A researcher at Boston University says she has diagnosed chronic traumatic encephalopathy, or CTE, in the brains of four former junior hockey players.
Neuropathologist Dr. Ann McKee made the diagnoses over the past two years. Each of the four former junior players – none of whom advanced to the National Hockey League – committed suicide before the age of 30, she said.
Dr. McKee said she couldn’t disclose the identities of the players with CTE without the permission of their families, so it’s not known who three of the players are or which leagues they played in – which could be any of dozens of disparate calibre across North America.
However, the Concussion Legacy Foundation, a Boston-based non-profit that helps to find research subjects for Dr.
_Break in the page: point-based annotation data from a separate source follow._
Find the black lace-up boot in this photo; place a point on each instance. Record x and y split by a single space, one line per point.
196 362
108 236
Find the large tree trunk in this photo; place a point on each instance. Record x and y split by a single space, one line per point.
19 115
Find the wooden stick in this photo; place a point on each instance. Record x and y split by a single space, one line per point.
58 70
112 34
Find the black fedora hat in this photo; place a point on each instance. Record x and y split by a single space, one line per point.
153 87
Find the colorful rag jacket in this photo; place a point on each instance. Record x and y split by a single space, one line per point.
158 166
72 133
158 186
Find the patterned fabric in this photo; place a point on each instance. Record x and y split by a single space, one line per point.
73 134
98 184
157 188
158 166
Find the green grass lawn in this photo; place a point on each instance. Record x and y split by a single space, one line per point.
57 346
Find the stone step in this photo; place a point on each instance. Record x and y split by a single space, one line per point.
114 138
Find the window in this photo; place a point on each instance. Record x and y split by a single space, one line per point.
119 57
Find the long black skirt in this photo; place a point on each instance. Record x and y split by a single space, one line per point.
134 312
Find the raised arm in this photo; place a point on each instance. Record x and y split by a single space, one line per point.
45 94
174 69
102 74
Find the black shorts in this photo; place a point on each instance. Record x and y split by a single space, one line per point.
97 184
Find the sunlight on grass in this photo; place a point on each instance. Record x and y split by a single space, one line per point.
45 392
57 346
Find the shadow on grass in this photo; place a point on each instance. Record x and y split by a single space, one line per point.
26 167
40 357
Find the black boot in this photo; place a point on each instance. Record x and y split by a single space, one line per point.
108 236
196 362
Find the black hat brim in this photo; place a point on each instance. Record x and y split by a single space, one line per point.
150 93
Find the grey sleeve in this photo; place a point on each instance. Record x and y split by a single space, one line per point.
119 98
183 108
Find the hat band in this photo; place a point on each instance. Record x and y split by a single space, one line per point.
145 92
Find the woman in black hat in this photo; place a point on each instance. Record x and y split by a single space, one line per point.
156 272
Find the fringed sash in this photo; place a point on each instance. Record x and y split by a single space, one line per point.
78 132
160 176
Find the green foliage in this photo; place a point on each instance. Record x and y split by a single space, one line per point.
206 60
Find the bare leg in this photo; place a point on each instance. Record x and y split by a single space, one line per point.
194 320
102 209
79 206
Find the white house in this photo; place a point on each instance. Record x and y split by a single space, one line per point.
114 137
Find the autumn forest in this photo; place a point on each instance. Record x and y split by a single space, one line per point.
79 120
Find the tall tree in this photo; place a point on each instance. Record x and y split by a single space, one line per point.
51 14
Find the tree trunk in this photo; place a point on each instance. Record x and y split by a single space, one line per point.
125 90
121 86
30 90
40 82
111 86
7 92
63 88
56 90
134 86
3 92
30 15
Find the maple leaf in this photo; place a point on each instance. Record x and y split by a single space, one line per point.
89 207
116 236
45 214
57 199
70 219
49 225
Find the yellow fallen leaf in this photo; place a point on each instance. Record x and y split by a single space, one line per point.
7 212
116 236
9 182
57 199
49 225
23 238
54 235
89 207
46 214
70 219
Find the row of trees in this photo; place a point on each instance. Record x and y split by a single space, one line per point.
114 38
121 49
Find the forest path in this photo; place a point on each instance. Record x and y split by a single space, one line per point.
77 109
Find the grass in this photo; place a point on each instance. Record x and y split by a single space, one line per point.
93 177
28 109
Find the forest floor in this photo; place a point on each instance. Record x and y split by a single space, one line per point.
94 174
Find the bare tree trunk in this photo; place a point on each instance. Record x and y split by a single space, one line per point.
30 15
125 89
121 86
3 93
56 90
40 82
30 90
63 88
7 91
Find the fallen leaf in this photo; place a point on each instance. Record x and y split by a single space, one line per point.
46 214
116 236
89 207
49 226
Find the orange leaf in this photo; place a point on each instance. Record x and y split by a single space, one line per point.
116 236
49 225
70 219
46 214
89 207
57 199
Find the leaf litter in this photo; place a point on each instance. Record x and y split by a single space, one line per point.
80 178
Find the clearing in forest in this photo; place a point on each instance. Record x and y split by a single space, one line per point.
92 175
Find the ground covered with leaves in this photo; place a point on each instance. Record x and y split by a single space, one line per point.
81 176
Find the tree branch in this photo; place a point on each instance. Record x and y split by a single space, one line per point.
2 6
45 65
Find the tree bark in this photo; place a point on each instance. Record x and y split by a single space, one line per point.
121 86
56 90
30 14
McKee and her colleagues, received permission from the family of former junior player Drew Mulligan to share his details.
Mulligan, from Hebron, Conn., killed himself in February 2016 at the age of 22 and was posthumously diagnosed with CTE in November.
He played during the 2011-12 season with the Tier III Empire Junior Hockey League’s Springfield Pics in West Springfield, Mass. The EmJHL’s teams were scattered through the northeastern U.S. and have since been absorbed into another U.S.-based league.
Mulligan’s family decided to donate his brain to science a few days after he killed himself, said Karly Mulligan, Drew’s sister.
“Drew was an enforcer, very protective of his teammates,” she said. “His concussions were a mixture of fighting and being checked.”
Mulligan said her brother had at least six documented concussions from playing hockey.
“Even if he bumped his head, his symptoms would come back,” she said. “He had really bad headaches and was very irritable. Light bugged him. Sometimes his speech would get mixed up. I noticed after his last concussion when he played with the Pics that he got a lot meaner. He picked fights over nothing and school became a lot harder for him.”
“It was a no-brainer to do the testing if it might help someone else,” Karly said. “It was bittersweet to hear your brother, your best friend, had brain damage. But it was also reassuring. He told me something wasn’t right with his brain. So it was almost validation for him.”
Dr. McKee said she plans to present her junior hockey findings to other researchers at the annual meeting of the American Association of Neuropathologists in June.
“We are focusing on hockey now,” Dr. McKee said in an interview with TSN. “We’re really trying to put together our experience… We’re hoping hockey is not as high a risk as football where there are more impacts every game in a more predictable fashion, but [CTE prevalence] could be just as high in hockey.”
Dr. McKee has already diagnosed CTE in four former NHL players – Reggie Fleming, Rick Martin, Bob Probert and Derek Boogaard. Former NHL player Steve Montador also had CTE, according to researchers with the Canadian Sports Concussion Project in Toronto.
Dr. McKee said she is currently examining the brain of another former NHL player and is a month or so away from completing that exam. CTE can only be diagnosed after death.
Tyler Maland, a spokesman for the Concussion Legacy Foundation, said more than 1,700 people have pledged to donate their brains to B.U. for study of CTE, a brain-withering disease linked to repeated concussions.
Of those 1,700, five are former NHL players. No current NHL player has pledged his brain. By comparison, three active NFL players and more than 100 former NFL players have pledged their brains to science, Maland said.
“…To continue to play a sport like hockey or football, you have to turn a blind eye to this,” said Lisa McHale, the foundation’s director of family relations. “Willful ignorance is an easier tack to take than being concerned about CTE when you’re still making your living as a professional athlete.”